Son’s invention uses two panes of glass. The interior panel has a metallic coating. Wires are connected to that coating and when a small voltage is applied, the metallic coating heats up, directing heat into the interior and preventing heat transfer from inside to the exterior environment. “Eighty to 90 percent of the energy we put in our system is directed into the building, so it’s very efficient,” Son said in an interview with Keystone Edge. He says the system works very much like the rear window defroster found in most cars.
The real power of his radiant windows, though, is the electronic control system that regulates the voltage. It constantly monitors the inside and outside temperatures and the temperature of the glass.
The controls can sense when someone is in the room; they tell the window exactly how much power to draw, and when to draw it, so we minimize the usage if no one is in the room.
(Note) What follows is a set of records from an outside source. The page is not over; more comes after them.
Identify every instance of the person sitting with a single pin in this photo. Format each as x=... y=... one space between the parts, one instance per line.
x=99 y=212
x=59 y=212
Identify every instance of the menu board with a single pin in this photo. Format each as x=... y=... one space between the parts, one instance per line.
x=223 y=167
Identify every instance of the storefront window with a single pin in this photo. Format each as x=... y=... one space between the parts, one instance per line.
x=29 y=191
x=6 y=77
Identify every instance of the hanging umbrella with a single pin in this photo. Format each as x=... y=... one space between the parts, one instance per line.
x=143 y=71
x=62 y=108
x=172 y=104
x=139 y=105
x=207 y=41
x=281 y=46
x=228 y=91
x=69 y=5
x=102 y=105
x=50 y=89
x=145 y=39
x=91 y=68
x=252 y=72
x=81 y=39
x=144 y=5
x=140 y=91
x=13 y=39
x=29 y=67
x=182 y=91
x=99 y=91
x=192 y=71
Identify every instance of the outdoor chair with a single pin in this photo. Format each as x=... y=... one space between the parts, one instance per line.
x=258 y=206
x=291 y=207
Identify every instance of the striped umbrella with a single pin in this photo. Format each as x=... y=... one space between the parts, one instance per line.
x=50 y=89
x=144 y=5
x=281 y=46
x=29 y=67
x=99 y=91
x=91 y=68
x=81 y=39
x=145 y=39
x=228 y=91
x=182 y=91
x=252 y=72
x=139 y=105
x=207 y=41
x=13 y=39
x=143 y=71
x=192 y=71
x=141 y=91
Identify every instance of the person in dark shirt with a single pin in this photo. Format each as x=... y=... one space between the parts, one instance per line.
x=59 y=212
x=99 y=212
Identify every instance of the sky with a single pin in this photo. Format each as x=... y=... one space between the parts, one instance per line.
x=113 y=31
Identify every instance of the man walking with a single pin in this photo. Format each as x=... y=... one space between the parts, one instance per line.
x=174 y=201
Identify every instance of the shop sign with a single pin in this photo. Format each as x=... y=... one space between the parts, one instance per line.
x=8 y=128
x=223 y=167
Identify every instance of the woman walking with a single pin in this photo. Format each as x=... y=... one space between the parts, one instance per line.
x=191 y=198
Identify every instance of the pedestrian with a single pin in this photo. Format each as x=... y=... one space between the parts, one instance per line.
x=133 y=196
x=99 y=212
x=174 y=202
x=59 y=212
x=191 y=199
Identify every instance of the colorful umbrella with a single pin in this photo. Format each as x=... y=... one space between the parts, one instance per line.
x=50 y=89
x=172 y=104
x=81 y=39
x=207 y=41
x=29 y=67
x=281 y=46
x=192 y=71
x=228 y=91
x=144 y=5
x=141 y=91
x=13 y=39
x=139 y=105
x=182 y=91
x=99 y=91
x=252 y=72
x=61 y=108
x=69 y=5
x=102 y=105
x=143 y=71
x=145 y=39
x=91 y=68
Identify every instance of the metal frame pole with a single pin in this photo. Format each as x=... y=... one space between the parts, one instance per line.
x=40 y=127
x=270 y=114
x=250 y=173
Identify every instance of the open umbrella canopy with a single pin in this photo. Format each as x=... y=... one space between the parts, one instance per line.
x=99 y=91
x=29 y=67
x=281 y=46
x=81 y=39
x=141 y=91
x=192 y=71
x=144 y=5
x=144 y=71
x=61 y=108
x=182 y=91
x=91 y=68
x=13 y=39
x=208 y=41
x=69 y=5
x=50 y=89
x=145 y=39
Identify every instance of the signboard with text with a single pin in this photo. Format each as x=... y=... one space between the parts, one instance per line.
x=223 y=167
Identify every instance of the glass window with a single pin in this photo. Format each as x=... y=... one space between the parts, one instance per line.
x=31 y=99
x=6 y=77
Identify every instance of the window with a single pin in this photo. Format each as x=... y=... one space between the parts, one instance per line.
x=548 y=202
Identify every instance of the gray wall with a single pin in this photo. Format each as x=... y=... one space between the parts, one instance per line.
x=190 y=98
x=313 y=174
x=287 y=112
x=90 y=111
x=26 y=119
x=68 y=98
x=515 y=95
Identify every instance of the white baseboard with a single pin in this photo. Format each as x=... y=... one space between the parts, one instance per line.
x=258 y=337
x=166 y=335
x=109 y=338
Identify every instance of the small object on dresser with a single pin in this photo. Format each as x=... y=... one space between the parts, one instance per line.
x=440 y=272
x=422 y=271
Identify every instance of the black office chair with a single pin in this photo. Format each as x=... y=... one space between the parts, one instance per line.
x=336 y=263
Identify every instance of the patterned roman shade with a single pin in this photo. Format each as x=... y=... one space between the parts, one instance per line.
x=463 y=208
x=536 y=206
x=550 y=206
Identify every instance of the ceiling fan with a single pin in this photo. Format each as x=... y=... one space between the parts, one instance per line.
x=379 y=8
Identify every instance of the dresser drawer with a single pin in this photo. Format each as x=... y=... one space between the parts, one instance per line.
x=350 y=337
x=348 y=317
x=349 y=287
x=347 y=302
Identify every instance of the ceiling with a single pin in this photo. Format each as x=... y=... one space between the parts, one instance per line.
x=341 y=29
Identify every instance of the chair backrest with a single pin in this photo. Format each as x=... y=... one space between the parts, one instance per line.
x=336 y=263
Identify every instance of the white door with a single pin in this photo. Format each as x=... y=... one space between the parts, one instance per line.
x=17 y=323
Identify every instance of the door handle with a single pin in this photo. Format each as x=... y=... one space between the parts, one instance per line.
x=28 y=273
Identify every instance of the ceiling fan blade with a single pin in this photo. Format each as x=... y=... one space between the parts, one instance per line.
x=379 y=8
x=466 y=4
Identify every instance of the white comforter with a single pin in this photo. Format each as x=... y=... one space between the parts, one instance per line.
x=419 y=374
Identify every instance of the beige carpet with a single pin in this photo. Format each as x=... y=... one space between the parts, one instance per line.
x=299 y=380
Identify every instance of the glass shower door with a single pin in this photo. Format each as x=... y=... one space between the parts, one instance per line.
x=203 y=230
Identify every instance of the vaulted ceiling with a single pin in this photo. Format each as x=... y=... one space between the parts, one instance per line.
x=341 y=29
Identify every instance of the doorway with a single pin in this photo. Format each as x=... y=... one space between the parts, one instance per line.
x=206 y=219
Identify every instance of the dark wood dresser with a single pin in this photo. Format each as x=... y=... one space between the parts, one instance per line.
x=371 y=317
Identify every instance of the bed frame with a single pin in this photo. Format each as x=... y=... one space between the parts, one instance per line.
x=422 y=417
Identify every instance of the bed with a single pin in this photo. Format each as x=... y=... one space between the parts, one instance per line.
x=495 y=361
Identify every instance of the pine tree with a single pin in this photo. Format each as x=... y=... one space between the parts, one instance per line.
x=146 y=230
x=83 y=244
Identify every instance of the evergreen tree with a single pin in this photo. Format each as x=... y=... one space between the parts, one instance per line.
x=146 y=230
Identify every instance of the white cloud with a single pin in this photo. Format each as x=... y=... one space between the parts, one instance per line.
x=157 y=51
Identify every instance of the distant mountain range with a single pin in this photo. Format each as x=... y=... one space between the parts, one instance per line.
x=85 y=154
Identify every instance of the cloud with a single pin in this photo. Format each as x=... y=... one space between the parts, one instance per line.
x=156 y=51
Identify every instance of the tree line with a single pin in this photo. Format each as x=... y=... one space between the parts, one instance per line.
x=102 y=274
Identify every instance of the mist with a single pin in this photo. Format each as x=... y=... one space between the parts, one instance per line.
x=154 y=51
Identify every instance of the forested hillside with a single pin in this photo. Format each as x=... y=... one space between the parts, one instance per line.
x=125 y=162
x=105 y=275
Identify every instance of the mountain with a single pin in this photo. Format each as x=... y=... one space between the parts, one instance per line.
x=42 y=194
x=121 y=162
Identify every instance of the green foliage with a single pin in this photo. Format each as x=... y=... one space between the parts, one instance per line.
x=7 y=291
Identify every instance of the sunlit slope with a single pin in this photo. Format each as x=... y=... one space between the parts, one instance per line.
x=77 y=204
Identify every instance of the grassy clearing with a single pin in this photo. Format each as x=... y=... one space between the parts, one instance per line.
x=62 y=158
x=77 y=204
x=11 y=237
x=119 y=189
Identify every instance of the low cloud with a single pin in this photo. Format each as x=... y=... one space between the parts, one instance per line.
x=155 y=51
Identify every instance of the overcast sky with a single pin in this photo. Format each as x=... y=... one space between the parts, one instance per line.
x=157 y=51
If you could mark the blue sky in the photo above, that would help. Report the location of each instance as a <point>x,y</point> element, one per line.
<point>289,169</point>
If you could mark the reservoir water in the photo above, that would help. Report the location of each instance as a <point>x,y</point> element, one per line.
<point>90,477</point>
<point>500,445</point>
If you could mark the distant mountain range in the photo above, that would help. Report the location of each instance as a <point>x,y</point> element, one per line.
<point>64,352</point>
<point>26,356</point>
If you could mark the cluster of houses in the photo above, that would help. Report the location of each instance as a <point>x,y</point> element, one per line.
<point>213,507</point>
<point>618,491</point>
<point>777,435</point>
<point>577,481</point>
One of the things you want to do is use solar energy. So if there’s high sun exposure on one side of the building, it will pick up solar heat and the controls can calculate how much energy that side will need in addition, and how much the other side will need to heat the room.
The controls also track the performance of the windows in real time; they can automatically reprogram themselves and recalibrate themselves in response to users’ behavior. They optimize energy efficiency and offer a myriad of features.
One of those “other features” is that the Vitrius radiant windows can act as the primary heat source for a room because the system generates about 136 BTU per square foot. Keep in mind that it also cuts down significantly on the heat loss through the window as well. All of which means that architects can reduce the size of the heating system needed for a new building, saving the owner money. Virtius radiant windows can also be retrofitted to existing buildings.
Son says the biggest problem his company has is overcoming skepticism from architects and builders who are reluctant to specify new technology that doesn’t have decades of experience backing it up. But the company has faith in its invention and is content to slowly build its reputation within the construction industry, knowing that the rewards will be substantial once the radiant window from Vitrius Technologies proves its worth.